Our content ratings (0-10): Violence 3; Language7; Sex/Nudity 7.
Our star rating (0-5): 2
Honor your father and your mother,
I am assuming that the Fifth Commandment refers to grandparents as well as parents. Thus working class slob Tammy (Melissa McCarthy), as we see in this road film, starts out violating this time-honored, because she has no respect, and little liking for her alcoholic grandmother Pearl (Susan Sarandon). But at the opening of the film, Pearl is far from her thoughts. She hits a deer that badly damages her car. Her face bleeding from impacting the windshield, the disheveled Tammy is late for her job at Topper Jack’s fast food restaurant. In one of the funniest firing scenes I’ve seen in a long time, her boss (played by her real life husband Ben Falcone, also director) tells her she is “terminated.” She leaves, but not without a noisy protest that disturbs fellow employees and customers. Judging by her petulant behavior, one wonders how she kept her job as long as she did.
Her bad day continues when she arrives home on foot, her car having conked out. She finds her husband serving up an intimate meal with Missi, a family friend. She flies off the handle, using the divorce word, and walks three houses down to her parents’ home and demands the keys from Mom (Allison Jenny) for either the truck or the car. Mom refuses, and this is when Grandma enters the picture, whiskey close at hand, offering to go on a trip with her. Pearl is the last person Tammy would choose, but when the old gal flashes a wad of bills—close to $7K—Tammy is suddenly agreeable. They set out for Niagara Falls, but a series of episodes in a Missouri state park and Louisville both fray and eventually cement their relationship.

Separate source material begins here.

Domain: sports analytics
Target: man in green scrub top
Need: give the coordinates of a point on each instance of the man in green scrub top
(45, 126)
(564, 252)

The film has been panned virtually by all the critics, and yet, though I disliked the gutter language and acceptance of cheap sex, I have not laughed so much at a screening in a long time. The audience kept laughing so much that at times I could not hear a line of one character or another. Best thing for me about the film is the non-judgmental inclusion of Kathy Bates and Sandra Oh as the lesbian couple Lenore and Susanne who have lived together for almost as long as Tammy has been alive. During a moment at a July 4 party when the drunken Pearl has publicly humiliated Tammy, and Tammy has replied in kind, so that it looks like the two will part, Lenore imparts some wise advice to the younger woman that benefits both granddaughter and grandmother.
This movie is nowhere near the league of Thelma &Louise, but it is better than the professional critics are willing to admit, at least for those wanting simple-minded escapist entertainment—and are willing to put up with the already mentioned foul language and casual sex. The casting of the 40-something Melissa as the daughter of the 50-something Allison Janney, as well as Sarandon who is less than 20 years older than the star—this is a lot to swallow. But no one can play a loud-mouthed messy slob better than Melissa McCarthy, and then in the next scene manage to look well groomed and attractive. Because of the language and sexual content I won’t spend the time thinking up some discussion questions. I find it hard to imagine a faith group wanting to spend time with such a movie when so many really good comedies are available, such as Words and Pictures.